Plenty of Toyota models have posted exceptionally strong sales this year, the discontinued GR Supra among them, but the picture isn’t uniform across the range. The RAV4 stands out as the clear exception, though there’s a reasonable explanation for why it’s lagging.
Toyota pulled the covers off the all-new RAV4 a little over 12 months ago. It remains the best-selling vehicle in the current lineup, yet sales have slid sharply this year, back when the outgoing model was still on lots.
Read: Toyota Killed The GR Supra And Sales Jumped 72% This Year
Through the first six months of 2025, Toyota moved 239,451 RAV4s. This year, that number has fallen 35.7 percent to 153,955. June alone kept the slide going, with sales down 12.1 percent from 36,810 units to 32,350. What makes the decline unusual is that none of it can be traced to weak demand. Buyers still want it.
The conflict in Iran and issues at the Strait of Hormuz have hurt Toyota. It recently revealed it will cut overseas production by roughly 100,000 units through February 2027, and those reductions, stacked on top of retooling delays for the changeover at the Kentucky plant that builds the RAV4, have already cost the company around 55,000 units in lost sales.
Staggered changeovers at plants in Japan and North America squeezed supply for months, even as hybrid production climbs at Georgetown, Kentucky. RAV4 output fell by roughly 86,400 units between January and May against the same period last year, according to AutoForecast Solutions data cited by Automotive News. With dealers scrambling to keep the SUV in stock, some are now counting their inventory in hours rather than days.

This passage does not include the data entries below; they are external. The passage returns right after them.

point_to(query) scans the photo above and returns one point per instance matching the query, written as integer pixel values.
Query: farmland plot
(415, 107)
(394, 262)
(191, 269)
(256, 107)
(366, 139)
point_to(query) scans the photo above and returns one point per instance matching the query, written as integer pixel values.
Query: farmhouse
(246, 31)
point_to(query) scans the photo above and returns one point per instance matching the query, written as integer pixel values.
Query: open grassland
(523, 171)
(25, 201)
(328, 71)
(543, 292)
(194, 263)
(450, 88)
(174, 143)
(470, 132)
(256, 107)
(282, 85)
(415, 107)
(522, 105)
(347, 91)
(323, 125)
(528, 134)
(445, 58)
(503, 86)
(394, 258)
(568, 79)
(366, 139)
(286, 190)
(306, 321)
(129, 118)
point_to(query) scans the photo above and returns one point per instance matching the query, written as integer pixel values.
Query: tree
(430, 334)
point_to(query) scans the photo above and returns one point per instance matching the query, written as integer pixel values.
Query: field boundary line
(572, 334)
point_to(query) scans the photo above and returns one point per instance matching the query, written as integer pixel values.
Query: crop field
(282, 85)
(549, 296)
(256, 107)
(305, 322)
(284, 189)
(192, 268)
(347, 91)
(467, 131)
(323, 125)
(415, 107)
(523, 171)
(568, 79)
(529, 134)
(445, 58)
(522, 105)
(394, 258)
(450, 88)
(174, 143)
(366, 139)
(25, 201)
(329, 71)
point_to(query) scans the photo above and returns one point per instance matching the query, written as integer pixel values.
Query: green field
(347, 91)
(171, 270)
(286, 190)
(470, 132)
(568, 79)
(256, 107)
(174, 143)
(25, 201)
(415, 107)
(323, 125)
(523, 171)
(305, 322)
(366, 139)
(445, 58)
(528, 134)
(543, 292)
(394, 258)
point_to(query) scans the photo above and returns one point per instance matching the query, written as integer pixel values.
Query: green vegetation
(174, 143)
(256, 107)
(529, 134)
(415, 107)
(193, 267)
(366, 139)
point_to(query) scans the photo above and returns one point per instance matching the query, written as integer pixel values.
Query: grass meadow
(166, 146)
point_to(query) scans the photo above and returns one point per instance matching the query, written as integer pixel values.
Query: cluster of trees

What About Other Toyota Models?
Toyota
Several other Toyota models have had rough starts to the year. For example, GR 86 sales are down 26.2 percent to 4,007 through the first half. Prius volume has collapsed 42.3 percent to 19,519 units, while the Land Cruiser sits 40 percent lower over the same stretch. Even with those weak spots, total Toyota brand sales in the US are up 1.5 percent in the first half of the year and 11.2 percent in June.
The Lexus brand is struggling, however. Its sales through the first half were down 5.2 percent, though they jumped 3.9 percent in June. The half-year decline came mostly from a 70.6 percent fall in RC sales, a 79.7 percent drop for the ES, a 78.9 percent tumble for the LS, and 12.8 percent fewer LC models finding new homes. The only model to buck the trend was the IS, up 42.7 percent this year to 14,071.